In Italia nelle prime settimane del 2020 si era parlato spesso di “chiusure” riferite alle limitazioni molto rigide imposte nella città di Wuhan, dove si era verificata la prima epidemia da coronavirus. Nei mesi seguenti la parola lockdown era diventata sempre più ricorrente sulla stampa estera in lingua inglese: era la principale fonte per le notizie sulle attività di contenimento della pandemia in varie aree del mondo. Il termine era diventato infine molto diffuso anche in Italia in concomitanza con l’introduzione delle misure di confinamento tra marzo e inizio maggio 2020.

Da allora ci si è riferiti a quel periodo come al “primo lockdown”, ma il termine è stato via via utilizzato per descrivere l’introduzione di successive limitazioni, meno rigide e modulate come nell’autunno-inverno tra 2020 e 2021. La stessa cosa è avvenuta in molte altre parti del mondo, dove la parola ha assunto significati diversi e sfumati, a seconda delle politiche attuate nei singoli paesi.

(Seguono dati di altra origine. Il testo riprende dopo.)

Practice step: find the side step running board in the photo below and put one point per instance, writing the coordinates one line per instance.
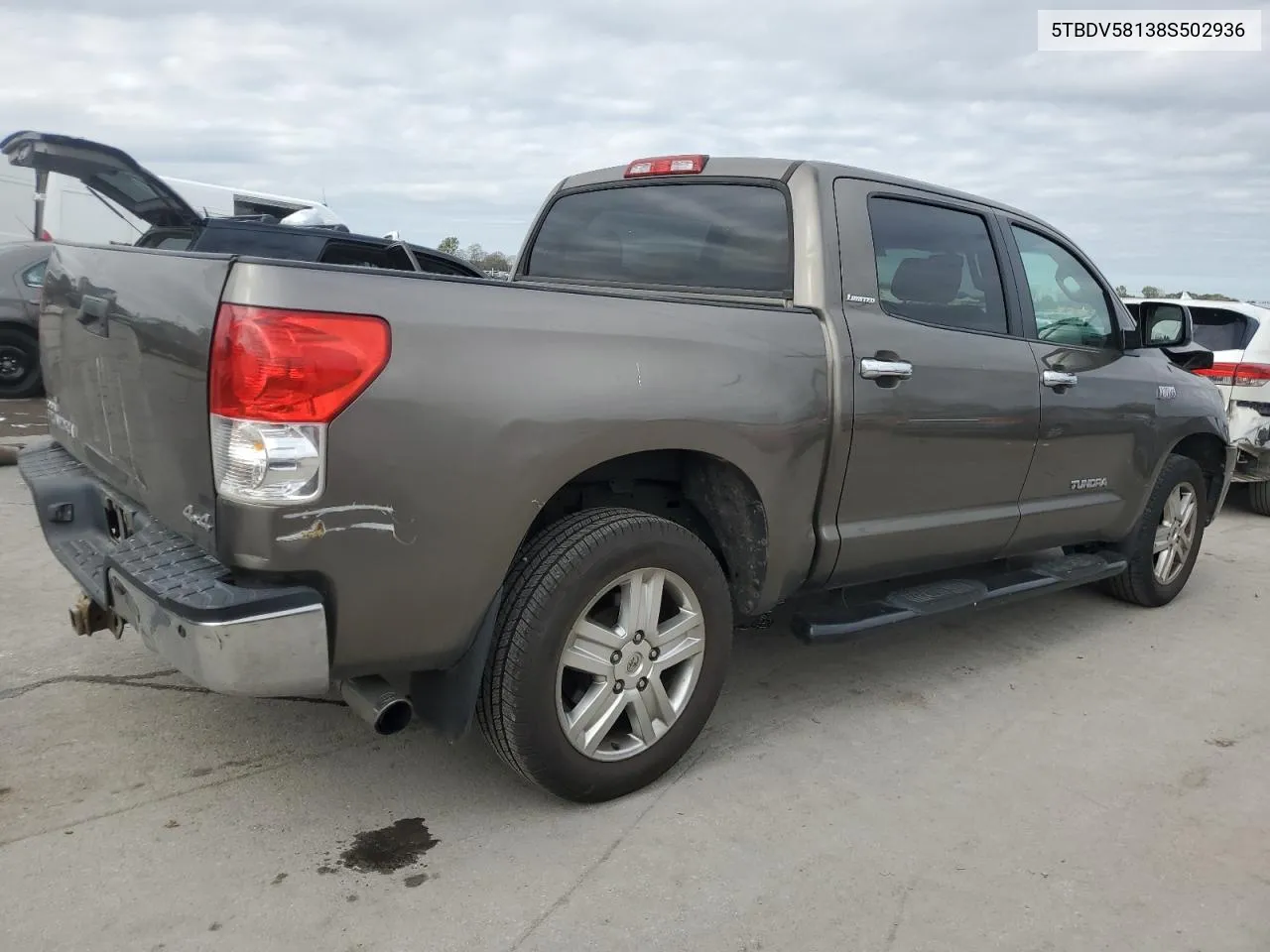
(844, 613)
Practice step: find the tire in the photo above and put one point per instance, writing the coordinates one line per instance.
(19, 365)
(1259, 498)
(1141, 584)
(522, 708)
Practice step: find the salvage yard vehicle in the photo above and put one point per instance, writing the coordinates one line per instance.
(1238, 335)
(175, 223)
(22, 273)
(712, 385)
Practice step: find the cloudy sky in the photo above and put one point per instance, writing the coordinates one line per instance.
(456, 118)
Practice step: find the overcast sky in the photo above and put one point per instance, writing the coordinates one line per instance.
(456, 118)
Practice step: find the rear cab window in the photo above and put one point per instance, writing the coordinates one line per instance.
(705, 236)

Ci sono del resto numerosi altri termini che vengono utilizzati per descrivere le varie tipologie di limitazioni. Le definizioni derivano spesso dall’inglese e comprendono: “stay-at-home order” (“ordine di rimanere in casa”), “safer-at-home order” (“ordine di rimanere di preferenza a casa”), “movement control order” (“controllo dei movimenti”) e “self-isolation” (“autoisolamento”). In alcuni paesi “lockdown” è anche diventato sinonimo di quarantena, che in molti casi dovrebbe riguardare singoli individui, e di coprifuoco, che indica invece particolari limitazioni che entrano in vigore per alcune ore della giornata.

Come avviene per molti termini il cui significato cambia ed evolve rapidamente a causa delle circostanze, soprattutto se eccezionali come quelle di una pandemia, non c’è una definizione univoca e condivisa della parola lockdown. C’è quindi il rischio di generare qualche confusione, se non viene utilizzata insieme ad altre definizioni. Indicare che un lockdown è “parziale” può aiutare a distinguere meglio il tipo di limitazioni in vigore, soprattutto per le persone che associano quella parola a un preciso momento di rigide restrizioni, come quelle imposte a inizio 2020 in Italia.